Where Does Your Beer Come From?

Dallas

Dallas Craft Beer Examiner

As a craft beer fan and dedicated consumer, do you know where your beer comes from? Not the ingredients, not the brewery ownership, but culturally and conceptually?

Most of the classic beer styles we enjoy every day were created somewhere else, mostly in the Old World, and many originally individual and unique to particular regions. Before industrialization, brewers had to work with only the grains, adjuncts and water chemistries readily available to them. And until the dawn of microbiology as a science, brewers were often at the mercy of nature, too.

We enjoy a wealth of beer diversity in America, but we can claim very few formal beer styles as wholly created here. The first settlers in New England were mostly from the British Isles and Northern Europe, and brought with them an ale tradition that served as their everyday beverages long before commercialization. Citizens brewed and blended their own brown ales and porters of varying shades as their households and pubs had done for centuries prior.

Our biggest beer shift came with German immigration in the early nineteenth century, the largest ethnic influx our country has ever experienced. Magnates like Adolphus Busch and Eberhard Anheuser built empires of lagers on the heels of the steel and railroad industries, moving the balance away from ales well into the twentieth century. Ironically, “American beer” was defined for a time by uniquely German tastes.

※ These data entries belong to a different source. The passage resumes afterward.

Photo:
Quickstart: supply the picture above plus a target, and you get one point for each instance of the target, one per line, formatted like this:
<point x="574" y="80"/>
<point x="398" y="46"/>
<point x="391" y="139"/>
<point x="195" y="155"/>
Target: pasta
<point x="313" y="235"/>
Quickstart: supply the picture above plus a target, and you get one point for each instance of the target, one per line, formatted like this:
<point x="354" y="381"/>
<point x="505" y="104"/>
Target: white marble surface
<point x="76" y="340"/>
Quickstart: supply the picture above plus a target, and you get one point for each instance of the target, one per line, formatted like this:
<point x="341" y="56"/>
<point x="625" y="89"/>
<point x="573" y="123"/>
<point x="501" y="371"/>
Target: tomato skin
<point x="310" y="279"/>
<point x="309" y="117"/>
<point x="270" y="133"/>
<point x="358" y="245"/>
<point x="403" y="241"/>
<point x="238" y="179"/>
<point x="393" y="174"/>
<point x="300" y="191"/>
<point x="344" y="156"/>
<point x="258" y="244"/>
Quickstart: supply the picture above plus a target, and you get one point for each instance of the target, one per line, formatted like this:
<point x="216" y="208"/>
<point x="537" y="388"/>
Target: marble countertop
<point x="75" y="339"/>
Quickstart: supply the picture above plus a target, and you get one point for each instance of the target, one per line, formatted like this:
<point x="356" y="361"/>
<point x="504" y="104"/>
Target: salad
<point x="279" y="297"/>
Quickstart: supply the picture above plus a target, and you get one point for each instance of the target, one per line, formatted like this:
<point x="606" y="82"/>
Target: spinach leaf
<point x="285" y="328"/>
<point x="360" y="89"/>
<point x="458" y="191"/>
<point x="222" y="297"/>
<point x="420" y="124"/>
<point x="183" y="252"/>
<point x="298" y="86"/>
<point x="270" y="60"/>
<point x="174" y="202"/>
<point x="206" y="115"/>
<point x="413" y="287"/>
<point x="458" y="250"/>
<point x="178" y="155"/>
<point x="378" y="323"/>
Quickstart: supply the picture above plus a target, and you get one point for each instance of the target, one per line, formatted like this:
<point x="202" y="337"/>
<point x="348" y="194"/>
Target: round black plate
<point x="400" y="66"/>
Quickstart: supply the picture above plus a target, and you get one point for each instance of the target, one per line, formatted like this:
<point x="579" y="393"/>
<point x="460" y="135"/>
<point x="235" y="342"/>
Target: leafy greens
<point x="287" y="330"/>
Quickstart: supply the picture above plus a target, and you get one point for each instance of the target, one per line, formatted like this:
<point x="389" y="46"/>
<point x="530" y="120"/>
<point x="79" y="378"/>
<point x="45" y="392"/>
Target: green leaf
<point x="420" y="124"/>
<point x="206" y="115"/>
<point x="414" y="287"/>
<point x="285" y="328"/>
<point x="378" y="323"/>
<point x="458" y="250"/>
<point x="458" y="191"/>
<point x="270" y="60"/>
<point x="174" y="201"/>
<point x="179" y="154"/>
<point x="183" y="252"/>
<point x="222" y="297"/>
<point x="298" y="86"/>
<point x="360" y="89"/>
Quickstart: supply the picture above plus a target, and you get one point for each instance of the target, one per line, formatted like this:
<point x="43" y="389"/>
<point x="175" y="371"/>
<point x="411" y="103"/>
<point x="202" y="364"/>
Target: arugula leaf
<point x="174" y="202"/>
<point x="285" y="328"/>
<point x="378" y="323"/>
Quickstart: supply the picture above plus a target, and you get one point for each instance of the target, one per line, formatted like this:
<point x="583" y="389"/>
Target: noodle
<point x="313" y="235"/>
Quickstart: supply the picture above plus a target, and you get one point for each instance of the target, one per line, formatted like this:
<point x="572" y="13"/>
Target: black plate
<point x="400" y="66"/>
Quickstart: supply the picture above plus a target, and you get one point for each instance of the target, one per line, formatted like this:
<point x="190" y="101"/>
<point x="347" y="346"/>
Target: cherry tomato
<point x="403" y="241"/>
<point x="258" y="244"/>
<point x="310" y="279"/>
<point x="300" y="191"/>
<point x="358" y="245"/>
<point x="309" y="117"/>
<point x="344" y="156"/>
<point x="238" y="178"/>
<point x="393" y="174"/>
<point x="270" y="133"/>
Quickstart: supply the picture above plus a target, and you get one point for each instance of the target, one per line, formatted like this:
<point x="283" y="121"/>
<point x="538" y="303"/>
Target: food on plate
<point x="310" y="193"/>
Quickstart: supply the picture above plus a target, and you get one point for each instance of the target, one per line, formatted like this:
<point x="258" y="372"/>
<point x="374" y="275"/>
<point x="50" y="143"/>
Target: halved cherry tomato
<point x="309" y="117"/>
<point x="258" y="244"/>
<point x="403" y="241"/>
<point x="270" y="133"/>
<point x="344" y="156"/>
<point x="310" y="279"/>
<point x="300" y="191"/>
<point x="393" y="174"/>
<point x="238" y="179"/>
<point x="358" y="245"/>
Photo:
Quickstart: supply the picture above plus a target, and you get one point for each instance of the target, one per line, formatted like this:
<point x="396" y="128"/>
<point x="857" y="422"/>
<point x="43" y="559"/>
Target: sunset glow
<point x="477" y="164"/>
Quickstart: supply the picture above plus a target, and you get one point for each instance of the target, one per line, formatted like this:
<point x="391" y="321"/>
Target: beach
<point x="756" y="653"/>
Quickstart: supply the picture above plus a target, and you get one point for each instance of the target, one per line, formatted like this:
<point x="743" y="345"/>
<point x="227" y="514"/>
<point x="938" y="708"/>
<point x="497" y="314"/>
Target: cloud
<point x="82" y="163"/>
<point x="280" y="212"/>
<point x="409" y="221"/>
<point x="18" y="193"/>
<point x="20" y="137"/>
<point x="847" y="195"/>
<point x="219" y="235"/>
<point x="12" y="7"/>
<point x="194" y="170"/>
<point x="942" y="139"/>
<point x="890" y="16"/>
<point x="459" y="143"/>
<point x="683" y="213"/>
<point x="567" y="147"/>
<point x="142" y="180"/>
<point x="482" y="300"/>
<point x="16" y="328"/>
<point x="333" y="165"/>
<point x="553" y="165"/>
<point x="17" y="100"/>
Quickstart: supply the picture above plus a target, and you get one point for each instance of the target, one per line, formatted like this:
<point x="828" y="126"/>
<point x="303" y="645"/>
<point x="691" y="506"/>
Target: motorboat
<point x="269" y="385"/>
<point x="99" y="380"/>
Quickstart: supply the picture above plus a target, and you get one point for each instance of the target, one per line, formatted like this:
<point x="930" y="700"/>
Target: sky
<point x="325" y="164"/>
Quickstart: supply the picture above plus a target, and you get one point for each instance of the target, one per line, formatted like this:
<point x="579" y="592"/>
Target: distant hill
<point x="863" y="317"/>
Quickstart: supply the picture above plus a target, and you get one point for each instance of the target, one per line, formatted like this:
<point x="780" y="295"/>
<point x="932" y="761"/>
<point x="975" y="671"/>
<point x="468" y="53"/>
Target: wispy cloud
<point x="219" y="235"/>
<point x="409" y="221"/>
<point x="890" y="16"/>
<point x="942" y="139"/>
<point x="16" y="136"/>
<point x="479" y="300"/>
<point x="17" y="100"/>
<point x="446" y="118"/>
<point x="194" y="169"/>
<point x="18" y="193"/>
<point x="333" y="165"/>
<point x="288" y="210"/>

In the twenty-first century, American beer is more an intellectual melting pot than ever before. We threw away ineffectual temperance efforts and with the rise of international travel, we have embraced old English and Scottish ales; sharp Czech pilsners; Bohemian weizen and bocks; Scandinavian sahti and Slavic kvass; soured beers from the Low Countries; bold Russian stouts and Baltic porters; and Belgian ales that are classic, experimental and ecumenical. We have adopted many beer styles as our own despite their origins, and produce distinctly American hoppy IPAs with native-born strains never known to old European brewers.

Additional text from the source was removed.